In the name of their care commonly Yojana’s in association with insurance agencies are created and in opinion of the critics these yojana’s often fail and they merely relegate poor patients to the same facilities that are sub-standard and already failing them. “Every state has one, such Yojana but they suffer from meaninglessness, either the poor don’t know that such facilities or they get sent away and denied from medical care when they go to the hospitals.” Often poor are denied treatment due to their class, creed, religion or nature of ailment, even though it is their right.
For instance HIV patients are driven away because the staff working in these rural hospitals are under-equipped and under-educated and thus frightened. Poorer patients are more reluctant to trust government hospitals because of their reputation for class discrimination. Our health-care system is plagued by many such inequalities making it a nightmare for the poor to receive care.

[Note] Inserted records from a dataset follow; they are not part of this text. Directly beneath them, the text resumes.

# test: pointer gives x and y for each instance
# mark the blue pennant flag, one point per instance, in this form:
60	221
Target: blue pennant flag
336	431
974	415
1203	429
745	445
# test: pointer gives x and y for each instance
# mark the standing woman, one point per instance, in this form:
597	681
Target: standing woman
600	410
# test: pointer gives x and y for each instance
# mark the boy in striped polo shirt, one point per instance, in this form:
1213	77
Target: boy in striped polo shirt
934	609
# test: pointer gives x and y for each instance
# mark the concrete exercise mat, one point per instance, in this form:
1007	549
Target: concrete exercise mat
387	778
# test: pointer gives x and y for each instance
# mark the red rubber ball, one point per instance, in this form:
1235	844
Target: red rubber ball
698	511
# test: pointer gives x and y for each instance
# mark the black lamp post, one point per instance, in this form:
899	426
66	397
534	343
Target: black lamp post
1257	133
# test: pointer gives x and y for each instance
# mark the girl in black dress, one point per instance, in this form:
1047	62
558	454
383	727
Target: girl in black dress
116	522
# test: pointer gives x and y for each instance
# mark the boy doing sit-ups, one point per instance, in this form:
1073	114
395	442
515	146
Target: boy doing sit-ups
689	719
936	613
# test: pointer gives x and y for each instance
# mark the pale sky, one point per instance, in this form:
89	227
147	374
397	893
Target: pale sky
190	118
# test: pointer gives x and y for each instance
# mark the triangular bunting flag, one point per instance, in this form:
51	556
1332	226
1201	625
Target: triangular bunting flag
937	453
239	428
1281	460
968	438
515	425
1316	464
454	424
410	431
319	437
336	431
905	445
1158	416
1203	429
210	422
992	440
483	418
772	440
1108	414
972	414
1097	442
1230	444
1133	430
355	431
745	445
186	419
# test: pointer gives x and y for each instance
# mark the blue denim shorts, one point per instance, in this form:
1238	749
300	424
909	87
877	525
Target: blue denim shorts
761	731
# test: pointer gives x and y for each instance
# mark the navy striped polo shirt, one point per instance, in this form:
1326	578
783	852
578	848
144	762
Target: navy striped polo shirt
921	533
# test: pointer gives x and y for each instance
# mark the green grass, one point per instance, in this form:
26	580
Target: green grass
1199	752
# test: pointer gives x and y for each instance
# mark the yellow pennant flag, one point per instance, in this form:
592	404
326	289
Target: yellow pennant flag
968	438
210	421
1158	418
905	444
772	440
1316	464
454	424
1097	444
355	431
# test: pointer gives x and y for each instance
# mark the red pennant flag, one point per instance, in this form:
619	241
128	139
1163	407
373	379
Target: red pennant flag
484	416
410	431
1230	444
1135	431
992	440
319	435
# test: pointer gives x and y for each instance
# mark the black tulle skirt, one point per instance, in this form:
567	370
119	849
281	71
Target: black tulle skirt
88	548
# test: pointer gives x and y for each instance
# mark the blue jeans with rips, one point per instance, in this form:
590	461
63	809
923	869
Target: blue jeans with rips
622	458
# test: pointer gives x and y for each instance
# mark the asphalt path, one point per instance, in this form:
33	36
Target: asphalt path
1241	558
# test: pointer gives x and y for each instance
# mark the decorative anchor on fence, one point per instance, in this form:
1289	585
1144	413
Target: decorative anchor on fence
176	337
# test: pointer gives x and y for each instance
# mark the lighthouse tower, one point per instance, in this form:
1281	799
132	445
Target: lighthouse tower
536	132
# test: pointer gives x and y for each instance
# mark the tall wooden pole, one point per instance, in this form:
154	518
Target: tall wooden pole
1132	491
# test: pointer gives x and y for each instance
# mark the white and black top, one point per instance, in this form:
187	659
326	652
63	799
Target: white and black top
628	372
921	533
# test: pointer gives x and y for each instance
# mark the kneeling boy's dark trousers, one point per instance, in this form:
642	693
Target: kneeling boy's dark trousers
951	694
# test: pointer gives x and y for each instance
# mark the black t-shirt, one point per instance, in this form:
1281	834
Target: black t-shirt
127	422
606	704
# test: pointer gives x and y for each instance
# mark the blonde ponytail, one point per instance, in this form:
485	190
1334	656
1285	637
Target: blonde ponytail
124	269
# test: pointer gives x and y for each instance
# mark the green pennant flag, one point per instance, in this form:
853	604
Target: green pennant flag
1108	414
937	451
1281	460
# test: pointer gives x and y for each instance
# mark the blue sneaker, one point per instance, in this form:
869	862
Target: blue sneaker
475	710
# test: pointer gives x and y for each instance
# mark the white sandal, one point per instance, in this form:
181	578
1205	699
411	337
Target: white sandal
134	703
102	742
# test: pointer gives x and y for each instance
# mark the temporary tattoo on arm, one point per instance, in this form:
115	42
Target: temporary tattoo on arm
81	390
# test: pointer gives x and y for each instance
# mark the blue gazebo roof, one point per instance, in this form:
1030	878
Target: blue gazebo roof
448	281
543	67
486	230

India was ranked at 112 out of 190 countries by World Health Organization’s 2000 report. Only 4.2% of India’s total GDP is channelized to healthcare goods and services and care as compared to US which spends 18% of its GDP into Health-care. Further on the quality of health-care in India suffers from a huge divide between rural and urban. 70% of India’s population is rural, and this majority suffers at the hands of sub-standard health-care quality, limited or no access to hospitals and clinics, shortage of medicines and doctors and also awareness. Further on, the rural areas depend on and believe alternative medicines and are highly ignorant about varied health and hygiene hazards.

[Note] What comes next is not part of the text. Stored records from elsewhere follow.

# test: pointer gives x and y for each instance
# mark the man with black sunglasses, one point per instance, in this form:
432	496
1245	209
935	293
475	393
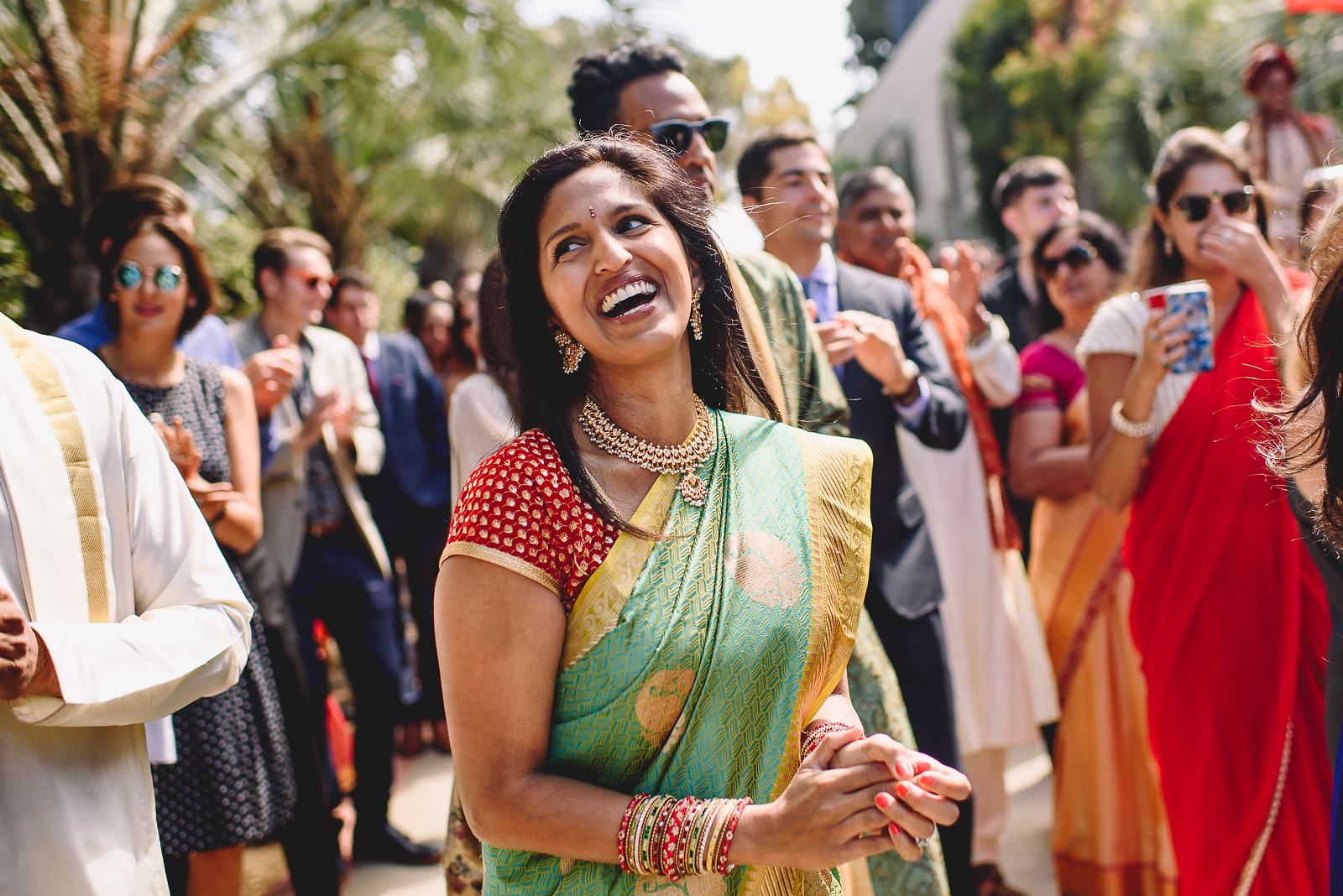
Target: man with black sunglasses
641	86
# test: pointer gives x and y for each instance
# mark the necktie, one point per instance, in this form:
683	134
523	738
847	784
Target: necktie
373	378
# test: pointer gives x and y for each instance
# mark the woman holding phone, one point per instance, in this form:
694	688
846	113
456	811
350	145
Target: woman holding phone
1228	611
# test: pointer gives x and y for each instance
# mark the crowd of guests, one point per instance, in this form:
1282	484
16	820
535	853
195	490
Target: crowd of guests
1020	524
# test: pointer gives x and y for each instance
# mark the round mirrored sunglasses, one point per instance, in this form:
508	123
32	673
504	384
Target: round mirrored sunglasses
1195	207
129	275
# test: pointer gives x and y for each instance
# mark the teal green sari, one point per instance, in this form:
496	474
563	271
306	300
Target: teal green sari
692	663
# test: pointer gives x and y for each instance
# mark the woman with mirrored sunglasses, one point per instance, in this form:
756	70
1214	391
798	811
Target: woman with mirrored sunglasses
1229	613
677	134
233	781
1110	833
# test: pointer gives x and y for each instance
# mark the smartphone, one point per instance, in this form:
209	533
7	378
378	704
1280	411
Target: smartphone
1193	300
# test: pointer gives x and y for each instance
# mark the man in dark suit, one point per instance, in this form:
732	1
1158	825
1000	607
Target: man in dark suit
410	495
876	341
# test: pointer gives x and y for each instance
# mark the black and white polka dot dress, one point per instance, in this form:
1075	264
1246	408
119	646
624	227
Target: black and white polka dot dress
233	781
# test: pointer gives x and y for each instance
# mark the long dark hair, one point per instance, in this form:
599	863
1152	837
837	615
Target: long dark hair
1313	425
723	372
1185	149
1111	250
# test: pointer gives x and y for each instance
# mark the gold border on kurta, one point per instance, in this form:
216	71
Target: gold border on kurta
60	414
839	483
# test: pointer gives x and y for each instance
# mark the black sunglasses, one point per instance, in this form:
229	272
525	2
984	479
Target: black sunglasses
1197	207
1076	259
677	133
129	275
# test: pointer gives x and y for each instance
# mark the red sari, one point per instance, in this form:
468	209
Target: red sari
1231	622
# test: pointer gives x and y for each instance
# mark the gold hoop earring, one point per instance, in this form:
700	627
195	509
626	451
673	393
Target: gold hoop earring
571	353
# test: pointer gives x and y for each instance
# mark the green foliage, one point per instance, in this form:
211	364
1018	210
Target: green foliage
991	31
393	128
227	242
15	277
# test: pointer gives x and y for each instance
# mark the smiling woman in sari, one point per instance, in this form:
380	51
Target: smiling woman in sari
648	595
1228	612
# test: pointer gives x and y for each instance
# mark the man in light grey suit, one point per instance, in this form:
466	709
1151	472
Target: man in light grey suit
312	385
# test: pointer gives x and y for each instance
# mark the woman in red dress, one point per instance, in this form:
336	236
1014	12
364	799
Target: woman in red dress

In the name of improvement some programs like the National Urban Health Mission which pays individuals for healthcare premiums, in partnership with various local private partners, which have proven ineffective to date. Urban on the other hand suffers at the hands of excess but not available to the poor due to the privatisation and profit making attitude. The urban centres have numerous private hospitals and clinics which provide quality healthcare. These centres have better doctors, access to preventive medicine, and quality clinics which are a result of better profitability for investors compared to the not-so-profitable rural areas. It is this sheer divide and attitude of making medicine a profit centre that is leading to numerous issues. It is about time we take health-care seriously.